Thursday 11:30 AM–12:10 PM in Room 3

Open Data, Networks and the Law

Iain Carmichael, Michael Kim

Audience level:
Intermediate

Description

What does network science have to say about the law? Can we determine which are the most the most influential cases in our legal system? Can we understand how legal doctrine evolves? Using tools from network statistics and data provided by Court Listener (an open legal data project), we analyze the network of law case citations.

Abstract

Citation networks have recently been a topic of interest to network scientists. Court Listener, an open data initiative, provides the network of law case citations as well as the text of (almost every) court case in the US. This network data set provides a rich array of questions that are of interest to legal scholars as well as network scientists.

Can we determine which cases are the most influential in our legal system? Can we understand how legal doctrine evolves? We will discuss what we learned about how the network of law cases evolves and what this means for legal practitioners.

Inspired by this data set we develop new statistical methodology to model how networks evolve. We also provide new techniques to asses the goodness of fit for both standard and novel probabilistic network growth models.

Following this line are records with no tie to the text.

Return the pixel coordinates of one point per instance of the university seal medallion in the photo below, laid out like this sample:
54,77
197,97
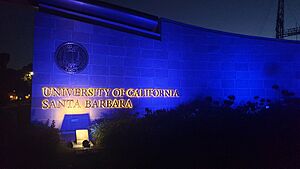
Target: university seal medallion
71,57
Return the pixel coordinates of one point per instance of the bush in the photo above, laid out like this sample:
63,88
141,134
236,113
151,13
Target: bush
205,134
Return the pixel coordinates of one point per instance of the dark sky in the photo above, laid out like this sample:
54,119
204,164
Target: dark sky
251,17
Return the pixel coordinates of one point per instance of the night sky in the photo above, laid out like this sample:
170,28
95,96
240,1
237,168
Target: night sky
251,17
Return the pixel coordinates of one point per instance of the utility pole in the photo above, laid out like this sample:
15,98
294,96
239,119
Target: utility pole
281,33
280,20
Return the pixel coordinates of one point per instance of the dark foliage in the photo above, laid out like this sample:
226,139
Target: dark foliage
204,134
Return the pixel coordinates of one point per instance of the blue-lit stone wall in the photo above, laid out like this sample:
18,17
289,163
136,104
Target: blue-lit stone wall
196,61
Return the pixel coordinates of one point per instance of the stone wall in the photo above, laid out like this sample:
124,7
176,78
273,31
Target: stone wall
196,61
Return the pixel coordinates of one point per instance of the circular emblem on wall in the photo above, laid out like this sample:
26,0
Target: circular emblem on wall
71,57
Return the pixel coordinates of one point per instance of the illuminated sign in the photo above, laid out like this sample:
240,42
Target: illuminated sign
62,97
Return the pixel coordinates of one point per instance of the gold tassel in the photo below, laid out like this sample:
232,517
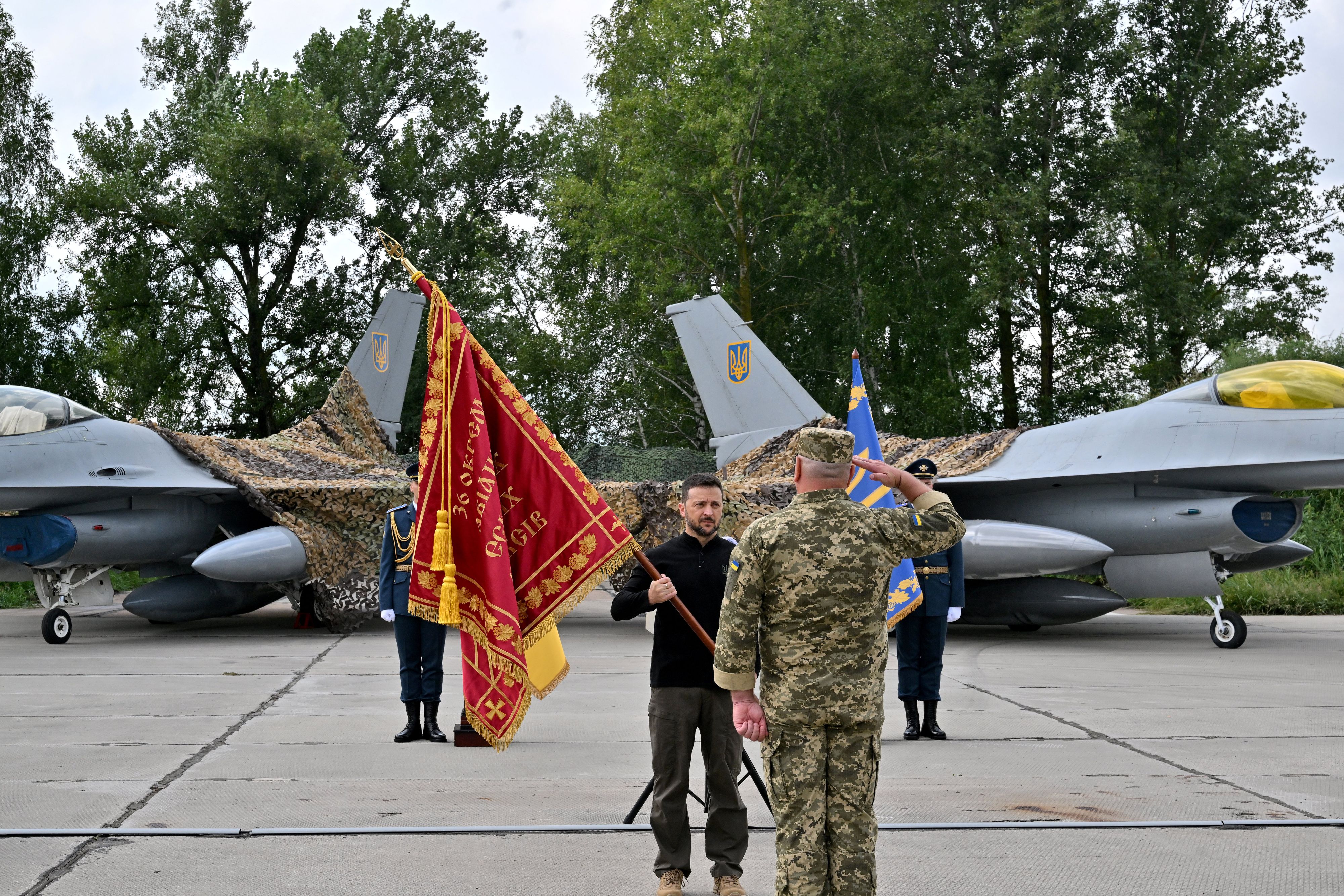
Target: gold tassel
442,535
448,612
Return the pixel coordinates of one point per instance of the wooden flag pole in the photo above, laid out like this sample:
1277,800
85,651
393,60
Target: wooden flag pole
677,604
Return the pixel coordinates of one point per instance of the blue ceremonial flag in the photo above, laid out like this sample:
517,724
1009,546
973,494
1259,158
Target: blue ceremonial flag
904,592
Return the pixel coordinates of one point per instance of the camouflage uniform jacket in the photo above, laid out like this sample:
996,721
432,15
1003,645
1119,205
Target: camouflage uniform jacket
810,582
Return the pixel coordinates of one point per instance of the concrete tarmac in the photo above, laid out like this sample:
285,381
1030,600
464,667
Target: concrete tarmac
248,723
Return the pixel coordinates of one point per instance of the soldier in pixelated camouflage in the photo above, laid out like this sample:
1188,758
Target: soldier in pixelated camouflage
808,584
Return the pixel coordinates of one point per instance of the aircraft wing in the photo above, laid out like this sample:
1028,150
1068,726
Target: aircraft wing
748,394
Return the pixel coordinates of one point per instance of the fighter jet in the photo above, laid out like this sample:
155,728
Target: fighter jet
95,495
1165,499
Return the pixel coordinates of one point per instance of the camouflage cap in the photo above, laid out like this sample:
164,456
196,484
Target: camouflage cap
829,446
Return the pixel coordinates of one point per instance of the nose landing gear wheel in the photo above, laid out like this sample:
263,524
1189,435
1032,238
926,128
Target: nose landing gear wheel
1232,635
56,627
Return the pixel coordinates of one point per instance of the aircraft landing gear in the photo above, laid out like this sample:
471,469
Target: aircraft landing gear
1228,629
56,627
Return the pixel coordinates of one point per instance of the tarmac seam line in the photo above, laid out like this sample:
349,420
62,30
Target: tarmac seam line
100,842
1097,735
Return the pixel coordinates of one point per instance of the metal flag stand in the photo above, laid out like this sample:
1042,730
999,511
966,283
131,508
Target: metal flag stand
751,773
709,644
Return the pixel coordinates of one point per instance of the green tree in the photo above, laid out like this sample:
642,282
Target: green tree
202,231
201,234
38,346
444,179
775,152
1220,219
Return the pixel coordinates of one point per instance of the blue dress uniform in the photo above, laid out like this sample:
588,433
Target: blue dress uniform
420,644
923,635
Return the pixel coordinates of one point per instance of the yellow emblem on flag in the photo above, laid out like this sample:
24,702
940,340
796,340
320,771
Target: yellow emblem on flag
740,362
381,352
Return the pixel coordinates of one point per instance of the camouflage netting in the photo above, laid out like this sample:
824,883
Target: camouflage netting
624,464
331,480
761,481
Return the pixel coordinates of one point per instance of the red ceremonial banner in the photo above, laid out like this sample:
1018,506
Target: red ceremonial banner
529,534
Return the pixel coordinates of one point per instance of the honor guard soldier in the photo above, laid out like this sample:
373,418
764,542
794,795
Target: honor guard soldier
808,586
924,633
420,644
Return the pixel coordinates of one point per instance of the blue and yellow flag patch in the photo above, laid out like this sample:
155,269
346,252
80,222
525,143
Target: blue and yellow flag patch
904,593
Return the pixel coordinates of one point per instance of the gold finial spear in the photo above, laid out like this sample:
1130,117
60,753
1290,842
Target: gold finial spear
397,253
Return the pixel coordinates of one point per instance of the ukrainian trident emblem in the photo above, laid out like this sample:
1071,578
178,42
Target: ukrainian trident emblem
381,352
740,362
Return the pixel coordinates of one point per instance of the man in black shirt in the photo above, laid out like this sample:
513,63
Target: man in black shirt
685,698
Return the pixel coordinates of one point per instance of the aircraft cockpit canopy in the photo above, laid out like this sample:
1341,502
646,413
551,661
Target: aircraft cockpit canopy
1288,385
1277,385
28,410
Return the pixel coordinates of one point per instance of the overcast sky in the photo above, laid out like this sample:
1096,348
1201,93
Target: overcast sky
89,63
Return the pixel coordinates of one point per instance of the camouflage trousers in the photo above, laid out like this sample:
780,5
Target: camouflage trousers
822,784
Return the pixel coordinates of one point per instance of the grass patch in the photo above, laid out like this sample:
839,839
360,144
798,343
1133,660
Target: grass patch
1264,594
22,596
18,596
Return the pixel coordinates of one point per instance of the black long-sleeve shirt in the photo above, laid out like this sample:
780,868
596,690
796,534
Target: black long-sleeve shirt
700,575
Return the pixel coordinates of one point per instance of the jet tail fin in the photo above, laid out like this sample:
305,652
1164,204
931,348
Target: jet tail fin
748,394
382,360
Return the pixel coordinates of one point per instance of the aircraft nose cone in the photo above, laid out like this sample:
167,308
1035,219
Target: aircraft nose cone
272,554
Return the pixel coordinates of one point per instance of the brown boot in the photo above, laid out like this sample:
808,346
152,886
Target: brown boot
729,886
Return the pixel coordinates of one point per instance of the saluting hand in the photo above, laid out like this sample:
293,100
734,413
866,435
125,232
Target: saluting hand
892,477
662,590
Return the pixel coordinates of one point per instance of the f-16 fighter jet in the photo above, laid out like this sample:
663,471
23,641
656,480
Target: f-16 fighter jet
93,495
1167,499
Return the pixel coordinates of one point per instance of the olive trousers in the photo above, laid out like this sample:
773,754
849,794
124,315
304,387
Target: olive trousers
675,715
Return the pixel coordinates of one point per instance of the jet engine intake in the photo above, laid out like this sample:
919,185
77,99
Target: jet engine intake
1037,602
1002,550
271,554
186,598
1271,558
1165,575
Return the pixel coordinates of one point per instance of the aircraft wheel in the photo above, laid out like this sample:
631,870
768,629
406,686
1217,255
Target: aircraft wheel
1233,632
56,627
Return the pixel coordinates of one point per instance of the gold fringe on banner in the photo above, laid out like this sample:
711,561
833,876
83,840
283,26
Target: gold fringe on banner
581,592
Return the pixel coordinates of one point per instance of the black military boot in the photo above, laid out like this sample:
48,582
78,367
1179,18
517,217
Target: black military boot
412,730
912,719
931,727
432,730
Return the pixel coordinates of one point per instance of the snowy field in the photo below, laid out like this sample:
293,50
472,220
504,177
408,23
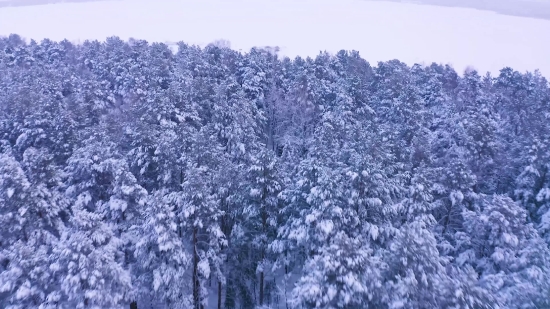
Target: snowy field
412,33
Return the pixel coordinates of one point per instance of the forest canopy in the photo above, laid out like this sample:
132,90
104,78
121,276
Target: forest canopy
211,178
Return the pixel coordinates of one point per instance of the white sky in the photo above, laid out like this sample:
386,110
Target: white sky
379,30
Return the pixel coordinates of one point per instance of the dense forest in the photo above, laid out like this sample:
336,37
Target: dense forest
210,178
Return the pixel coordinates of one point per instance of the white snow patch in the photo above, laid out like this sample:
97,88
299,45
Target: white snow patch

We also discuss what we learned from this project about advancing undergraduate statistics education and how it can interface with industry or other areas of academia. This project involves a wide swath of the data science process from acquiring/cleaning data, to building up Python infrastructure required to analyze a complex data set, and finally to developing new statistical theory for network data. We believe that data science research projects like this one are ideal for undergraduate (and graduate) statistics students to get comprehensive training in the computational techniques required for the real world.